Investimenti e lavoro stanno lentamente modificando l’orientamento dell’opinione pubblica e così gli stati federali fanno a gara per accaparrarsi una fetta della torta. Nell’ultimo trimestre del 2024, secondo l’Ifo Institute, soltanto 5 stati federali su 16 sono cresciuti. Tre di questi (Bassa Sassonia, Meclemburgo-Pomerania e Schleswig-Holstein) lo hanno fatto grazie agli investimenti nel settore della difesa. Il presidente della Bassa Sassonia, Stephan Weil, ha detto che «continueremo su questa strada».
Chi è rimasto indietro, come lo stato di Baden-Württemberg, ha dichiarato il presidente Winfried Kretschmann, vuole «essere incluso» nell’espansione dell’industria della difesa. Il Parlamento del Saarland, ad esempio, ha approvato una mozione affinché i regolamenti necessari a diventare più attraenti per le fabbriche di armi vengano messi in atto, arrivando ad organizzare un «summit degli armamenti».
I grandi gruppi della difesa, del resto, hanno sempre più denaro da investire.

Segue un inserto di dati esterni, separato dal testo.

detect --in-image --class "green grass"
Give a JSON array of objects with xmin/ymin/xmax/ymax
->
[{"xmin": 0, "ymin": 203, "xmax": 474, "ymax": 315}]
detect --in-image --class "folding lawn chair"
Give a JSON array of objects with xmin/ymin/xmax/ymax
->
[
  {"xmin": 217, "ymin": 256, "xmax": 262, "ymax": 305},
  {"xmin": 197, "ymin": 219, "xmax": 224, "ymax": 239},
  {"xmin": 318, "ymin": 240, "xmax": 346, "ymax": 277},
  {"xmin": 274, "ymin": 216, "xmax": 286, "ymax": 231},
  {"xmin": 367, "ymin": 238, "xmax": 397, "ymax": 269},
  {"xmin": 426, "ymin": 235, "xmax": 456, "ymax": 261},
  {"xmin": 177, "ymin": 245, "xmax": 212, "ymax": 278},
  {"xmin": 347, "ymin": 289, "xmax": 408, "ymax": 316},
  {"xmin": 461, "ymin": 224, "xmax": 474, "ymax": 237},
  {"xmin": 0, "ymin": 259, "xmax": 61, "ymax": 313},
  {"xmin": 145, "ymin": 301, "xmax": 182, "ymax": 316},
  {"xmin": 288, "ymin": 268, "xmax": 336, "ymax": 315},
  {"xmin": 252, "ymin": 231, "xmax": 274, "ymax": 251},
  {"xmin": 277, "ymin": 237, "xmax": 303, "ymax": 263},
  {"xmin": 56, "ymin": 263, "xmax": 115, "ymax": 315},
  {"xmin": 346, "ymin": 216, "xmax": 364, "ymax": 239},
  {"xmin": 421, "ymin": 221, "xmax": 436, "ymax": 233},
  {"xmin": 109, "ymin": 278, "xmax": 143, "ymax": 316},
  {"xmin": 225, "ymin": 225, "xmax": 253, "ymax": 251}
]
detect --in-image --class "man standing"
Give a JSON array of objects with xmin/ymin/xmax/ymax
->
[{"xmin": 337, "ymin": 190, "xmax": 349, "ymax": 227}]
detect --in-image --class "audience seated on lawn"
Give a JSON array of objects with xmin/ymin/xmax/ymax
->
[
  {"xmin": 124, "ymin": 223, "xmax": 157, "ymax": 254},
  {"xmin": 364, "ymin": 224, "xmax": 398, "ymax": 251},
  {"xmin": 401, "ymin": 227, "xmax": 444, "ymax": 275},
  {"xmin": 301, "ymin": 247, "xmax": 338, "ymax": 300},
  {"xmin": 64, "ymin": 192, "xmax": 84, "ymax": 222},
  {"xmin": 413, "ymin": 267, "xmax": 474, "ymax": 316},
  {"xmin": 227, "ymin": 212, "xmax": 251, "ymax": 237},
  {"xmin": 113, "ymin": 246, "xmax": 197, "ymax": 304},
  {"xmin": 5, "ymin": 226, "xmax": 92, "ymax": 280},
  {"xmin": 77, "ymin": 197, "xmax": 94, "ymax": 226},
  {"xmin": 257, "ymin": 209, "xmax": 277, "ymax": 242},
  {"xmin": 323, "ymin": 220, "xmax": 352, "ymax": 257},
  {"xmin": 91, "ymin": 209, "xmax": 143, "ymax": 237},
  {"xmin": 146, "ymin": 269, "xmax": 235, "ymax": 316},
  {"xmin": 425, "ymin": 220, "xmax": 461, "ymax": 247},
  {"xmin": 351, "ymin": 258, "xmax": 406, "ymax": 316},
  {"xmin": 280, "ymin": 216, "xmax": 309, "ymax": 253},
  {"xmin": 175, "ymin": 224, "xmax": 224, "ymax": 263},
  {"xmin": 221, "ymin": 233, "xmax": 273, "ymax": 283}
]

Grazie alle commesse del governo e agli annunci futuri, Rheinmetall ha aumentato i suoi dividendi del 42% quest’anno, Hensoldt del 25%, Renk del 40%. La Germania vuole entro il 2031 aumentare gli effettivi del proprio esercito a 203.000 unità e poi a 270 mila, mentre i riservisti dovrebbero passare dagli attuali 60 mila a 260 mila. Per armarli in modo adeguato serviranno allocazioni ingenti di fondi.
Se l’entourage del prossimo cancelliere tedesco, Merz, assicura che gli investimenti sono necessari «in tempo di guerra», non tutti in Germania sono contenti del nuovo corso che sta prendendo il paese.
La famiglia di Carsten Liebig costruisce treni a Görlitz da tre generazioni. I suoi figli produrranno carri armati. «È davvero triste per me che ci sia ancora bisogno di produrre armi», dichiara al Ft.
Sebastian Wippel, che per poco non è diventato sindaco della città con l’Afd alle ultime elezioni, aggiunge: «Il nostro esercito ha bisogno di carri armati. Ma l’industria della difesa non deve diventare un mezzo per prepararsi alla guerra o per mettere i politici in una posizione per cui alla fine si convincono a scatenare un conflitto».